While Trump’s tariff strategy remains caught up in a web of uncertainty as the US President goes back-and-forth on his decisions to impose reciprocal taxes on trade partners, one thing is for sure. The impact of these reciprocal tariffs would be felt across the globe, causing a disruption in the global economy.
With such a scenario unfolding in the background, India will also feel the heat of a global slowdown, potentially causing a drag on the domestic rate of growth. With the backdrop set straight, experts are now placing their bets on domestic-focused sectors and companies, driven by hopes that these would be better placed to sail through the global slowdown due to their focus on the local consumer.
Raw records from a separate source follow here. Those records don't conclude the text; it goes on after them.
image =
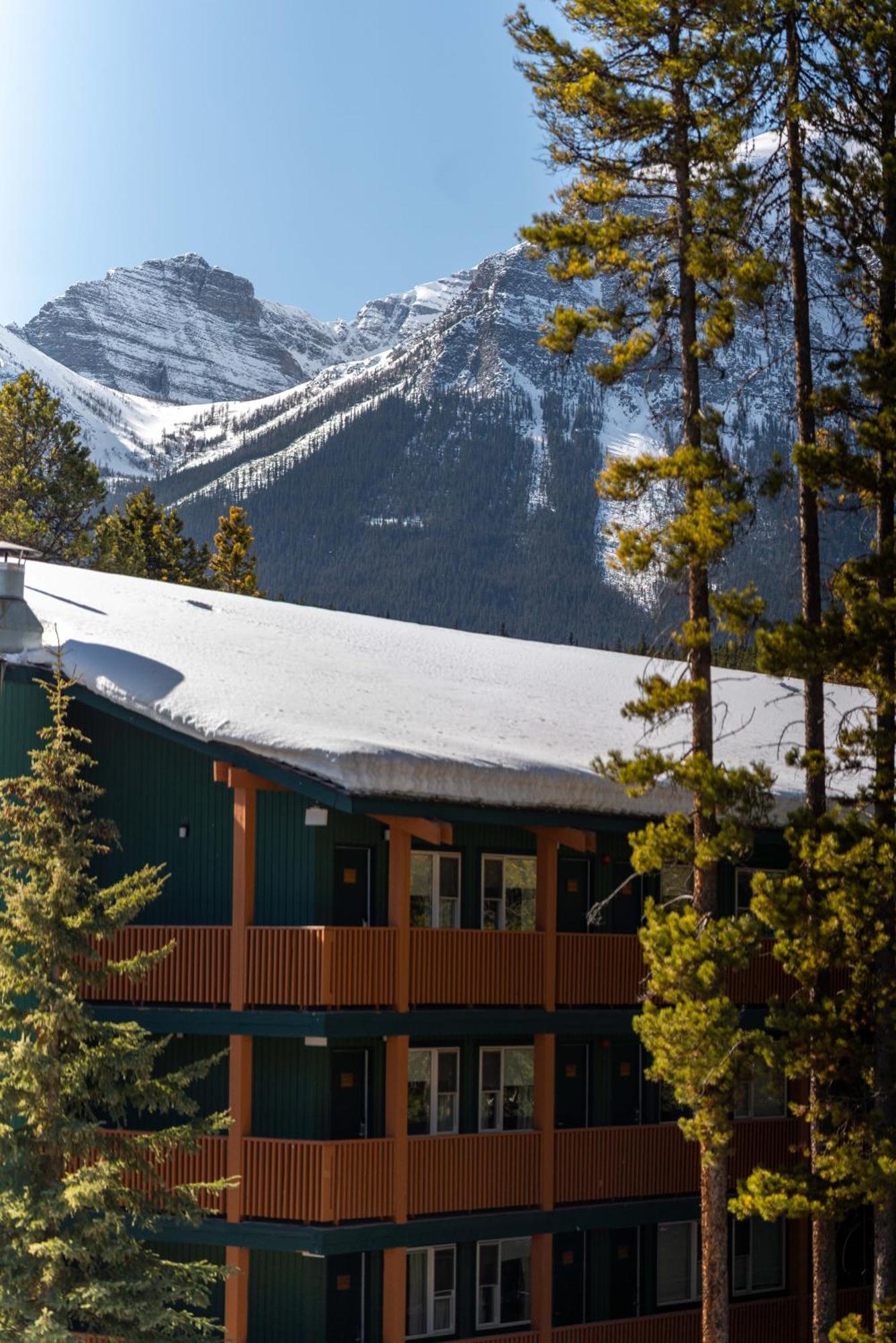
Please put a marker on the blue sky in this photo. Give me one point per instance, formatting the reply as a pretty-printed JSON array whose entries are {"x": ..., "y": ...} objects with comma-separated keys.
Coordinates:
[{"x": 329, "y": 150}]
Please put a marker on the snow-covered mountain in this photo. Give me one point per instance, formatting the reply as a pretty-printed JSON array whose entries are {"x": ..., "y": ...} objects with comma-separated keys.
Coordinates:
[
  {"x": 430, "y": 460},
  {"x": 184, "y": 331}
]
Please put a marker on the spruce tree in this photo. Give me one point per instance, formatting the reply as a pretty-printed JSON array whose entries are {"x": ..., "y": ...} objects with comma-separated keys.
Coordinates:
[
  {"x": 48, "y": 484},
  {"x": 650, "y": 111},
  {"x": 234, "y": 569},
  {"x": 148, "y": 542},
  {"x": 78, "y": 1191}
]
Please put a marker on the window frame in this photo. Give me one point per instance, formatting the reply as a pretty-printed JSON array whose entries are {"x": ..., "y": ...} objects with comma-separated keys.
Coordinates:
[
  {"x": 431, "y": 1251},
  {"x": 695, "y": 1264},
  {"x": 435, "y": 1051},
  {"x": 435, "y": 895},
  {"x": 502, "y": 1051},
  {"x": 502, "y": 859},
  {"x": 499, "y": 1324},
  {"x": 783, "y": 1260}
]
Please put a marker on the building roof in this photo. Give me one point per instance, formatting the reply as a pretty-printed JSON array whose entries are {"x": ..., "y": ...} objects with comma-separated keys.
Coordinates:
[{"x": 384, "y": 708}]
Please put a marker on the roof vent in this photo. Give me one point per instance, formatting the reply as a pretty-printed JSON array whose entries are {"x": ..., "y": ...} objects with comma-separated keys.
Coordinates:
[{"x": 20, "y": 629}]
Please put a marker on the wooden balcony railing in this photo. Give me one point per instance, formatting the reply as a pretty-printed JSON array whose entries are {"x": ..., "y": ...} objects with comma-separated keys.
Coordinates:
[
  {"x": 318, "y": 1183},
  {"x": 307, "y": 968},
  {"x": 636, "y": 1161},
  {"x": 196, "y": 972},
  {"x": 477, "y": 968},
  {"x": 321, "y": 968},
  {"x": 775, "y": 1319},
  {"x": 464, "y": 1173}
]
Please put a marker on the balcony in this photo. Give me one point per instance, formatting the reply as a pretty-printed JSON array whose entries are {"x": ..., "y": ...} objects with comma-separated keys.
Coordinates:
[{"x": 317, "y": 968}]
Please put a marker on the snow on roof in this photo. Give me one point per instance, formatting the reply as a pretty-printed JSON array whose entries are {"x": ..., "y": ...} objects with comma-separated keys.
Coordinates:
[{"x": 385, "y": 708}]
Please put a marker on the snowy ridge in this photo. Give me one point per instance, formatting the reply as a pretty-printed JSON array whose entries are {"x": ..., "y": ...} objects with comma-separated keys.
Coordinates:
[{"x": 388, "y": 708}]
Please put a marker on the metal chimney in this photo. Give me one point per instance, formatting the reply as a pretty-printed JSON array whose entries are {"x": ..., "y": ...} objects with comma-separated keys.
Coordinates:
[{"x": 20, "y": 631}]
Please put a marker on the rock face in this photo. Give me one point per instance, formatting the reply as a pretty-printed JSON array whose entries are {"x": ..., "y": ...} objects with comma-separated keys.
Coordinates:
[{"x": 183, "y": 331}]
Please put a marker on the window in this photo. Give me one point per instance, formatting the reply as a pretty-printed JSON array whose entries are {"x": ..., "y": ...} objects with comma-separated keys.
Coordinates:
[
  {"x": 509, "y": 894},
  {"x": 506, "y": 1089},
  {"x": 762, "y": 1097},
  {"x": 744, "y": 886},
  {"x": 435, "y": 890},
  {"x": 678, "y": 1263},
  {"x": 502, "y": 1283},
  {"x": 431, "y": 1291},
  {"x": 432, "y": 1109},
  {"x": 757, "y": 1256},
  {"x": 675, "y": 882}
]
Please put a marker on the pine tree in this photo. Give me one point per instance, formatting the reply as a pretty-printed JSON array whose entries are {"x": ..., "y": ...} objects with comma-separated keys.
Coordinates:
[
  {"x": 651, "y": 111},
  {"x": 148, "y": 542},
  {"x": 48, "y": 484},
  {"x": 78, "y": 1192},
  {"x": 234, "y": 570}
]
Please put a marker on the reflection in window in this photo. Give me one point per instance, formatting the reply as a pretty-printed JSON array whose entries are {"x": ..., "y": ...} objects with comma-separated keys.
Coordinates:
[
  {"x": 435, "y": 891},
  {"x": 502, "y": 1282},
  {"x": 506, "y": 1089},
  {"x": 509, "y": 894}
]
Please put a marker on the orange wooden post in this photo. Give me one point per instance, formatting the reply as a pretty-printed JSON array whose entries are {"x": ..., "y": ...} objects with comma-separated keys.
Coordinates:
[
  {"x": 236, "y": 1297},
  {"x": 400, "y": 911},
  {"x": 546, "y": 910},
  {"x": 542, "y": 1274},
  {"x": 395, "y": 1309},
  {"x": 545, "y": 1093},
  {"x": 397, "y": 1122}
]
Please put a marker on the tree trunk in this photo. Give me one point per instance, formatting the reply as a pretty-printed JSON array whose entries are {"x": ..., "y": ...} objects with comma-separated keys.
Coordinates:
[
  {"x": 824, "y": 1235},
  {"x": 886, "y": 738}
]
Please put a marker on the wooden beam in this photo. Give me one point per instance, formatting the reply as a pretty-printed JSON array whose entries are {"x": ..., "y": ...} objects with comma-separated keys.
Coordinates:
[
  {"x": 545, "y": 1094},
  {"x": 542, "y": 1274},
  {"x": 236, "y": 1297},
  {"x": 428, "y": 832},
  {"x": 546, "y": 910},
  {"x": 397, "y": 1122},
  {"x": 236, "y": 778},
  {"x": 583, "y": 841},
  {"x": 395, "y": 1295}
]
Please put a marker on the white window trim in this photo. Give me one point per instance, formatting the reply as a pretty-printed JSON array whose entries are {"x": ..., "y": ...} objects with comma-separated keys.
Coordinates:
[
  {"x": 502, "y": 859},
  {"x": 493, "y": 1325},
  {"x": 434, "y": 1091},
  {"x": 436, "y": 883},
  {"x": 502, "y": 1051},
  {"x": 430, "y": 1251},
  {"x": 695, "y": 1266},
  {"x": 769, "y": 872},
  {"x": 760, "y": 1291}
]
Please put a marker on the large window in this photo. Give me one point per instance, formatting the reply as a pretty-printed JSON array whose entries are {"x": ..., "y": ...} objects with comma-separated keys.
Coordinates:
[
  {"x": 506, "y": 1089},
  {"x": 762, "y": 1097},
  {"x": 502, "y": 1283},
  {"x": 432, "y": 1091},
  {"x": 678, "y": 1263},
  {"x": 757, "y": 1256},
  {"x": 431, "y": 1291},
  {"x": 435, "y": 890},
  {"x": 509, "y": 894}
]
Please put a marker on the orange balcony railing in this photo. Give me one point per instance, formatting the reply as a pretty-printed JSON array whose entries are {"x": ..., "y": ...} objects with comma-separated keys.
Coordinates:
[
  {"x": 775, "y": 1319},
  {"x": 321, "y": 968},
  {"x": 318, "y": 1183},
  {"x": 638, "y": 1161},
  {"x": 196, "y": 972},
  {"x": 464, "y": 1173},
  {"x": 477, "y": 968}
]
Analysts at Axis Securities see a favourable risk-reward in domestic-facing sectors, largely due to the minimal impact from reciprocal tariffs within the local economy. Another glimmer of hope can be seen in select large-cap names. “We believe that in large-cap stocks, ‘quality’ stocks, monopolies, market leaders in their respective domains and domestically focused sectors and stocks may outperform the market in the near-term,” Axis Securities wrote.
Echoing similar sentiments, analysts at PL Capital forecast domestic oriented sectors to outperform global oriented segments given that global volatility and tariff wars are likely to impact near term growth.
Key tailwinds supporting these expectations include anticipated rate cuts by the Reserve Bank of India, which would enhance system liquidity, cooling inflation, a likely pickup in government spending after a muted FY25, a favourable low base effect, expectations of a normal monsoon, and India’s potential to outperform amid a global economic slowdown.
“We expect India’s economic growth to rebound from its cyclical slowdown and maintain a lead over major global peers in 2025. A revival in rural demand and urban consumption supported by a sizable income tax cut of approximately 0.3% of GDP announced in the FY26 Union Budget is likely to drive GDP growth,” Kotak Securities wrote in a note.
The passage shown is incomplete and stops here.